To Boldly Go Where Everyone is Going

The men behind Google and Avatar want to mine asteroids. Elon Musk, a co-founder of PayPal, is scheduled to send the SpaceX Falcon 9, the world’s first commercial launch vehicle, to the International Space Station (ISS) on May 7. Amazon.com founder Jeff Bezos has a rocket company of his own. Hotel magnate Robert Bigelow is developing inflatable space habitats for use by private companies and government agencies. And the chief executive of Virgin Group, Sir Richard Branson, has booked everyone from Stephen Hawking to Angelina Jolie on his latest venture, Virgin Galactic, which aims to begin suborbital flights in space in 2013 – provided you can pay $200,000 for a ticket, of course.  Meanwhile, the federal government has turned the space shuttles into museum exhibits and made no realistic plans for replacing them. Only one thing is certain: this ain’t your daddy’s space race. The announcement last week by the space startup Planetary Resources, Inc. that it wants to extract minerals and water from near-Earth asteroids might sound like science fiction – or a joke – until you consider the big names, the brains, and the billions of dollars that are backing this project. Peter Diamandis, a key figure in private spaceflight, is joined by Google founder Larry Page, former Google CEO Eric Schmidt, filmmaker James Cameron, former astronaut Tom Jones, and a host of other high-profile investors and advisers.  These are serious people with serious aims; they want to mine near-Earth objects for high-value resources like platinum-group metals and rare earths, and they want to make money doing it (just one asteroid could contain trillions of dollars’ worth of resources). But you’re still skeptical, as you probably should be.  Planetary Resources could go bust. Well, so did the Virginia Company.  So did most of the first transcontinental railroads. Advancing a new frontier can be costly, but it’s ultimately worthwhile. And if Americans with money and ambition can’t do it, then no one will – in this decade, anyway.

You see, the United States is no longer alone in space. We have a huge lead in most measures of space technology, we have most of the commercial ventures there, and we are militarily dominant there, but these are all just reflections of the fact that we got there first. Innovation, investment, and geopolitical imperative have all been lacking – no more. The dot-com space entrepreneurs are only the beginning because while the federal government is content for now to let the American space program stagnate, it will not be able to do so for much longer.

The great white elephant in the sky – the ISS, as you probably know it – may appear to be the focus of America’s efforts in space, but nothing could be further from the truth. Neither are unmanned scientific missions the main avenue for showcasing America’s lead above and beyond Earth’s atmosphere.

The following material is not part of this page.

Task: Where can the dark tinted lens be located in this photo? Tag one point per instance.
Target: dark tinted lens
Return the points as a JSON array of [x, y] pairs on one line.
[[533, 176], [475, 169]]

The real key to space, as with Earth’s oceans before it, is power projection.  Without satellites in orbit, the communication, navigation, precision-guided weapons, intelligence, and surveillance capabilities of the United States would disappear.  The control of space is thus the keystone of American military strategy – without it, the rest falls apart, and the importance of satellites will only increase as the American way of waging war become more reliant on electronics of all kinds and computer networks in particular.

I am not an engineer, and I am not a military officer. But in my view, the economic, technological, and political trends on this issue are quite clear. As more nations (and more companies) gain access to space, the United States will feel (understandably, to a point) that it is losing its edge in space. It will begin to act. I cannot impose a precise timeline on this process, but watch the progress of other space-faring nations, watch for the proliferation of anti-satellite weapons (cyber and physical), and watch for the development of hypersonic missiles and aircraft.  The fear of American vulnerability will be translated into a massive engineering effort to reclaim the United States’ dominance in space, not just militarily, but commercially.

The federal government will need affordable and regular access to space – and private space ventures will try to deliver. The startups of today may fail, or they may become the transcontinental railroads of our time – private companies granted enormous concessions by the government in the name of national interest. The dot-com dreamers that aim to mine asteroids and beam solar power to Earth from orbit may be wasting their money, or they may be the first comers in a new cycle of boom-and-bust speculation that will drive the development of space to unforeseen heights. Against a backdrop of resource depletion, ecological exhaustion, climate change, crashing birthrates, and the resulting geopolitical competition, all fueled by the unchecked rise of global capitalism, no one will any longer struggle to explain the importance of space in national and international affairs. Rather, the struggle will be to keep the peace.

Let’s try and keep that peace.  I really want to survive long enough to make it to Mars.